After earning your PhD in computer vision at UC Berkeley, you worked at Facebook AI Research for six years. What made you want to switch to academia?
First of all, I spent six years in industry, which was plenty already. And I enjoyed every second of it. It was fantastic.
But my motto in life is, "You only live once." And I wanted to check out that gig that's called academia. I really enjoy working with students and mentoring them. The best part of my day is when I have research meetings with my students. I just love their youthful energy. It's very contagious.
I also wanted to see the purpose and the impact that AI can have, not just within an industry environment but in an academic environment. And that's why I picked Caltech—because of the importance that all the disciplines have and the interconnectedness between departments.
Have you been branching out to some of these other groups and divisions?
Absolutely, I have. The best way to do this is to go to all the Caltech events and chat with a bunch of people. There are a lot of opportunities for AI to have an impact in other scientific disciplines. So, the exercise that I'm going through right now is to pick the problems and the people that I enjoy collaborating with the most. Already I am working Hannah Druckenmiller, who is also a new faculty member in economics, where she wants to value ecosystem resources. Computer vision is a big part of that because you have visual data to figure out where the resources are, and then you also want to build machine learning models to figure out how to value them.
I'm also working very closely with Pietro Perona, who is a computer visual scientist but also works in neuroscience. And there are a lot of applications to ecology. We're working together on a project to count species in various parts of the US that have direct implications for our food chain. The first is a project to count all the salmon that go by in the rivers in Alaska. Right now there are people who stand on the shore and count the salmon. But we would like to have automated systems, so this is another area where you need a lot of good computer vision. Both of these projects, with Hannah and with Pietro, are supported by the Resnick Sustainability Institute at Caltech.
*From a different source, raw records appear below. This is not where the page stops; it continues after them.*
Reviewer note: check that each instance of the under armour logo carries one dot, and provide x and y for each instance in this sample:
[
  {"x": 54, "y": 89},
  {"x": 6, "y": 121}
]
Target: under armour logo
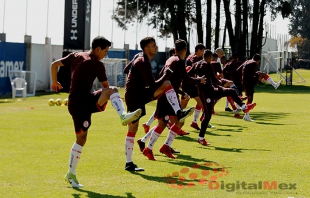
[{"x": 73, "y": 37}]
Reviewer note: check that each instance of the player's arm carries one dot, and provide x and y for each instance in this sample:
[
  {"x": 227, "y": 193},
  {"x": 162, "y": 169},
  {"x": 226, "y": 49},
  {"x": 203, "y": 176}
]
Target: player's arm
[
  {"x": 56, "y": 86},
  {"x": 105, "y": 84}
]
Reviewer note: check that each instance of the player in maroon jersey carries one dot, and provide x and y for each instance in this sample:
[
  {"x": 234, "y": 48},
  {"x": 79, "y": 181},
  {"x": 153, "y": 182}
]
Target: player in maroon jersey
[
  {"x": 249, "y": 76},
  {"x": 164, "y": 112},
  {"x": 210, "y": 91},
  {"x": 141, "y": 88},
  {"x": 85, "y": 67}
]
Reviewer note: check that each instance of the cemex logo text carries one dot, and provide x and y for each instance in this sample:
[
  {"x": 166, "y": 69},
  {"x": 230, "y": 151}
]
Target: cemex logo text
[{"x": 260, "y": 185}]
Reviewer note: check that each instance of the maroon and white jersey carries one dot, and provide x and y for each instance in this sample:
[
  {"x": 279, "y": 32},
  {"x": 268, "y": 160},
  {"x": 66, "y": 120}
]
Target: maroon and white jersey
[
  {"x": 191, "y": 59},
  {"x": 85, "y": 68}
]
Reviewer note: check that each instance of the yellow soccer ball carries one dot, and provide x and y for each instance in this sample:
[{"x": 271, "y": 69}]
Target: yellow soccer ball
[
  {"x": 58, "y": 102},
  {"x": 51, "y": 102},
  {"x": 65, "y": 102}
]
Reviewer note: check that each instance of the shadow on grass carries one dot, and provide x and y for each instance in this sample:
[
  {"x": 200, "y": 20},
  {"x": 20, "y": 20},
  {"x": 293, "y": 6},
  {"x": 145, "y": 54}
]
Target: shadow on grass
[
  {"x": 235, "y": 150},
  {"x": 98, "y": 195},
  {"x": 264, "y": 117},
  {"x": 283, "y": 89},
  {"x": 172, "y": 179}
]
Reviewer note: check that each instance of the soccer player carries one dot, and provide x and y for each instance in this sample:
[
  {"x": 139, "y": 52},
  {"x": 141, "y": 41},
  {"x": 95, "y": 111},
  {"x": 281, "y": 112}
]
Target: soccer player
[
  {"x": 85, "y": 67},
  {"x": 191, "y": 89},
  {"x": 211, "y": 90},
  {"x": 164, "y": 112},
  {"x": 250, "y": 76},
  {"x": 141, "y": 88},
  {"x": 146, "y": 125}
]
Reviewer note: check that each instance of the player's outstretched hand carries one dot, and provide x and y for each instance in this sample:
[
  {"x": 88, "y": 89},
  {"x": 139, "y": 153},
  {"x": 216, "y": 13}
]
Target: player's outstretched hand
[
  {"x": 202, "y": 79},
  {"x": 56, "y": 86}
]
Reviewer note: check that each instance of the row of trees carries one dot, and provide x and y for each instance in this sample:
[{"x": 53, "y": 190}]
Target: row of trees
[
  {"x": 300, "y": 28},
  {"x": 177, "y": 17}
]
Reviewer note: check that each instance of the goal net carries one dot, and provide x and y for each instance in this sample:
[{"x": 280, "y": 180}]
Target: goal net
[
  {"x": 114, "y": 69},
  {"x": 29, "y": 76}
]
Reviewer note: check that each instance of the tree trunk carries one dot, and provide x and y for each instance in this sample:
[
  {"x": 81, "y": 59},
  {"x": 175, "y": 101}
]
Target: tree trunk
[
  {"x": 208, "y": 24},
  {"x": 199, "y": 21},
  {"x": 217, "y": 24},
  {"x": 254, "y": 28},
  {"x": 229, "y": 26},
  {"x": 237, "y": 25},
  {"x": 261, "y": 27},
  {"x": 243, "y": 48},
  {"x": 173, "y": 23},
  {"x": 181, "y": 19}
]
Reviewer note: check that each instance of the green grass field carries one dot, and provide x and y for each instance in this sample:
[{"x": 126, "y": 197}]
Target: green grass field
[{"x": 244, "y": 157}]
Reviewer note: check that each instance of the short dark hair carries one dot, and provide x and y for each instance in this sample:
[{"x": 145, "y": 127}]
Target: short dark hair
[
  {"x": 214, "y": 55},
  {"x": 180, "y": 45},
  {"x": 207, "y": 53},
  {"x": 145, "y": 41},
  {"x": 171, "y": 51},
  {"x": 199, "y": 46},
  {"x": 101, "y": 42},
  {"x": 256, "y": 57},
  {"x": 235, "y": 56}
]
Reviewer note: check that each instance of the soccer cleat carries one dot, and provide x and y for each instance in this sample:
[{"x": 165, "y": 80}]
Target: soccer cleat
[
  {"x": 169, "y": 124},
  {"x": 182, "y": 132},
  {"x": 195, "y": 126},
  {"x": 210, "y": 126},
  {"x": 277, "y": 84},
  {"x": 165, "y": 149},
  {"x": 247, "y": 117},
  {"x": 146, "y": 127},
  {"x": 243, "y": 98},
  {"x": 202, "y": 117},
  {"x": 249, "y": 107},
  {"x": 130, "y": 166},
  {"x": 237, "y": 115},
  {"x": 148, "y": 153},
  {"x": 183, "y": 114},
  {"x": 203, "y": 142},
  {"x": 141, "y": 144},
  {"x": 174, "y": 151},
  {"x": 71, "y": 178},
  {"x": 228, "y": 109},
  {"x": 127, "y": 118},
  {"x": 236, "y": 111}
]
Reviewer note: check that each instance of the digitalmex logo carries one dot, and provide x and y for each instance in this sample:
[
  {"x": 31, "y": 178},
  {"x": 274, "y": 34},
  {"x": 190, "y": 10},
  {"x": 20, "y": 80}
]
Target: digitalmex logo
[{"x": 206, "y": 173}]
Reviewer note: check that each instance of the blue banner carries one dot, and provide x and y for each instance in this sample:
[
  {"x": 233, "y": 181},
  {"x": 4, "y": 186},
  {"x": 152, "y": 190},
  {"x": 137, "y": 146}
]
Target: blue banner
[{"x": 12, "y": 57}]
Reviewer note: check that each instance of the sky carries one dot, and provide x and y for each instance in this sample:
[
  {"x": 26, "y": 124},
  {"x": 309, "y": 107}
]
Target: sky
[{"x": 45, "y": 18}]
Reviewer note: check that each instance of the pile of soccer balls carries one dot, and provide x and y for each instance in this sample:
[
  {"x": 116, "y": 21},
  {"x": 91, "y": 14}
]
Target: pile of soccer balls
[{"x": 58, "y": 102}]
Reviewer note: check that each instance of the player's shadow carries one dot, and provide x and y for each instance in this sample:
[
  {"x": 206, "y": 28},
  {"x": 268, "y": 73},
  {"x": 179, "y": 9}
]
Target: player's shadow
[
  {"x": 298, "y": 89},
  {"x": 185, "y": 164},
  {"x": 235, "y": 150},
  {"x": 98, "y": 195},
  {"x": 268, "y": 118}
]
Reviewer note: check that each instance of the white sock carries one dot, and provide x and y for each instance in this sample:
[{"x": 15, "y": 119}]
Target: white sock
[
  {"x": 200, "y": 138},
  {"x": 153, "y": 139},
  {"x": 271, "y": 82},
  {"x": 171, "y": 136},
  {"x": 196, "y": 115},
  {"x": 173, "y": 99},
  {"x": 75, "y": 155},
  {"x": 151, "y": 119},
  {"x": 227, "y": 103},
  {"x": 129, "y": 143},
  {"x": 147, "y": 135},
  {"x": 117, "y": 103},
  {"x": 243, "y": 107}
]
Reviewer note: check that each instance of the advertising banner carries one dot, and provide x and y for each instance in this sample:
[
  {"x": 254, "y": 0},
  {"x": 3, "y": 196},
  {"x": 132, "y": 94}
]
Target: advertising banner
[
  {"x": 12, "y": 57},
  {"x": 77, "y": 24}
]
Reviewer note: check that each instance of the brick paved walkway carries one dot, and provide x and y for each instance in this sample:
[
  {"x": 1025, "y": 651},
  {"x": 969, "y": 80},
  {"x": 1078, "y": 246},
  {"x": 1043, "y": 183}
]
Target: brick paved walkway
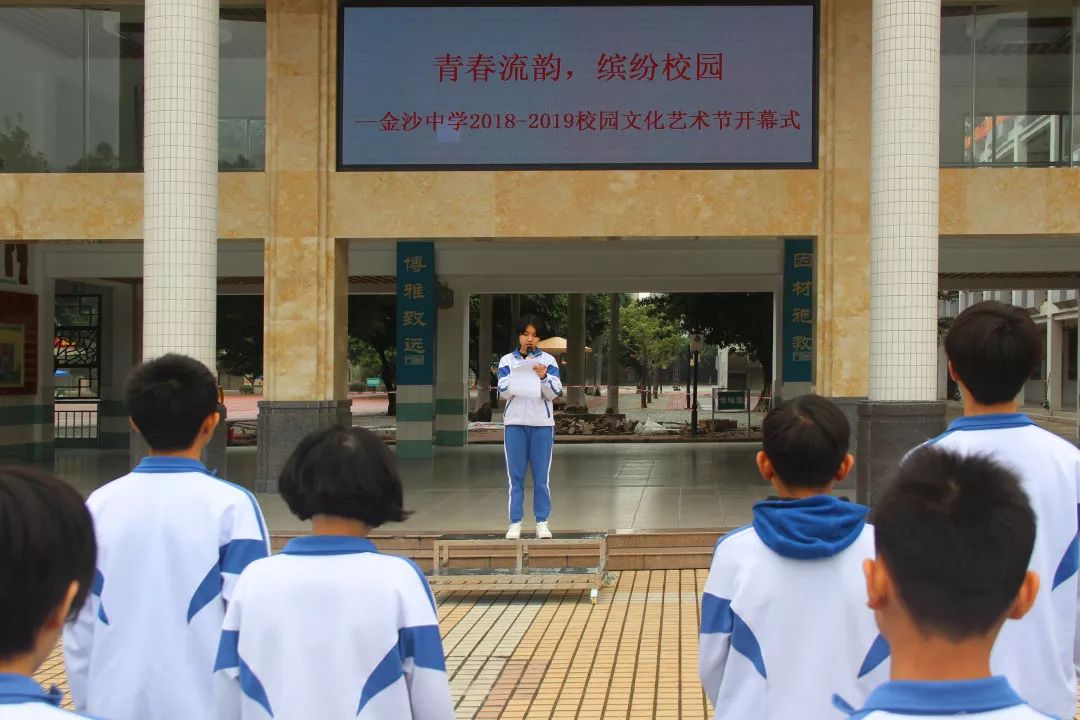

Soon-Jo Chung and I are also in the very initial stages of trying to bridge the gap between perception and robotics. We would like to have robots that are able to understand nighttime and daytime, and are able to navigate not just urban terrains but also nature, even navigating rivers.
Do you have any hobbies?
This is a question that we millennials hate. I will say that a lot of my creativity needs are being satisfied through my work, but I do like hiking a lot, and I also like food—not cooking it but eating it. This is what I love about LA. There are these amazing little eateries all over LA, often hidden away in strip malls, where you can find amazing Asian foods.